While some businesses have struggled or even closed shop during the past year of the coronavirus pandemic, Doosan Bobcat has expanded.
In particular, it expanded its production facility in Littlefield, Minn.
The $26 million expansion project nearly tripled the size of the facility that was originally built in the 1990s. It went from 70,000 square feet to 200,000 square feet, said Doosan Bobcat North American President Mike Ballweber.
The added space -- a multi-month project that started in September 2019 and was completed in January -- means more production capacity and more employees.
The company is now seeking to fill more than 100 jobs at the expanded plant, Ballweber said, noting the hiring of new employees will be done in a phased approach through 2021. The Litchfield plant now has 140 employees, but by the end of the year plans to grow that number to more than 250.
He said production jobs currently being added include assembler, fabricator, material handler and welder positions.
“Our business is growing and we love the fact that we're able to bring more job opportunities and more development for a lot of communities in Minnesota,” Ballweber said.
The Litchfield facility produces more than 250 unique attachments to equip Bobcat machines for specific tasks. According to information from the company, the expansion adds new assembly lines and upgrades, conveyor systems, a new paint line, and climate control systems, all designed to add efficiency and provide additional manufacturing capabilities to meet the growing customer demand for Bobcat products.
Ballweber said he feels for those companies that have struggled over the past year of the pandemic, but is excited about the direction his company is headed.
“Ag is actually starting to come back in the US and in the upper Midwest and that's been a benefit,” he said. “A lot of equipment goes into rental companies and those businesses are starting to go up for a lot of the same reasons: people doing projects. And so, really, a lot of the markets that we hit are growing.”
He said even on large infrastructure construction projects that typically tend to use larger equipment, Bobcat equipment shows up on the job site for smaller jobs.
Ballweber said he knows it might be a challenge to fill so many positions by the end of the year, but it’s a challenge his team is ready to meet. They already have conducted labor studies of the Litchfield and surrounding areas; for instance, how large of a radius from which to draw people.
“After that we look at what the population is in that area. And if you dig a little deeper you start to analyze what skill sets are available, how many trade schools are in the area,” he said. “We did a lot of that and think we have enough of a radius that we can attract people.
“But it's obviously a really tough job market right now, for us and for a lot of other industries, and so we have to make sure we're competitive in the area and doing all those things that attract people.
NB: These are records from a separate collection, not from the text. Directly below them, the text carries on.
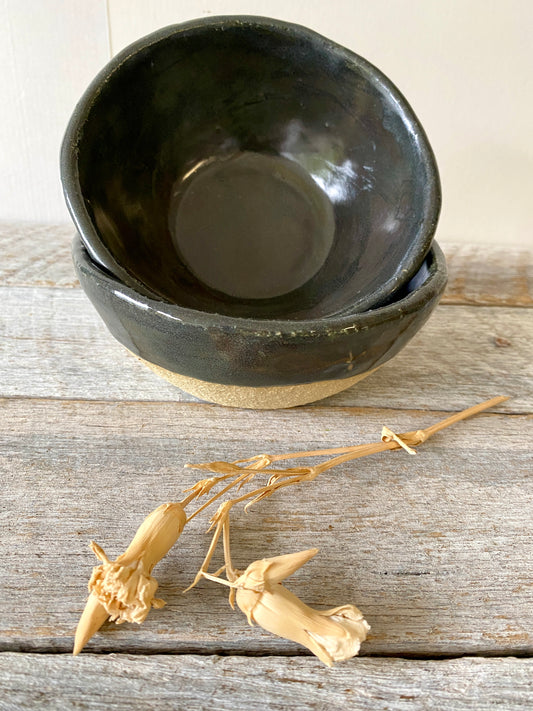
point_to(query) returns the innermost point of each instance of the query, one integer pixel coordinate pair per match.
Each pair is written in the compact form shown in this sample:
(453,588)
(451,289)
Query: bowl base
(272,397)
We're confident we can get them, but we know it's going to be a challenge because of the tough job market right now in general, trying to find people.
“We’ve done a lot of traveling around the whole US this past couple of weeks and everywhere we went there were help wanted signs.”
Ballweber said despite the challenges, the future looks bright for Doosan Bobcat and its plant in Litchfield.
Projects in other markets include an investment of $11 million in Statesville, N.C., and a commitment of $6 million in facility and manufacturing enhancements in Johnson Creek, Wis.
“We are experiencing significant opportunities in Litchfield,” Mike Kiefer, Litchfield site operations manager at Doosan Bobcat, said in a statement that was sent to Prairie Business. “We are excited about the growth and the chance to expand our workforce.”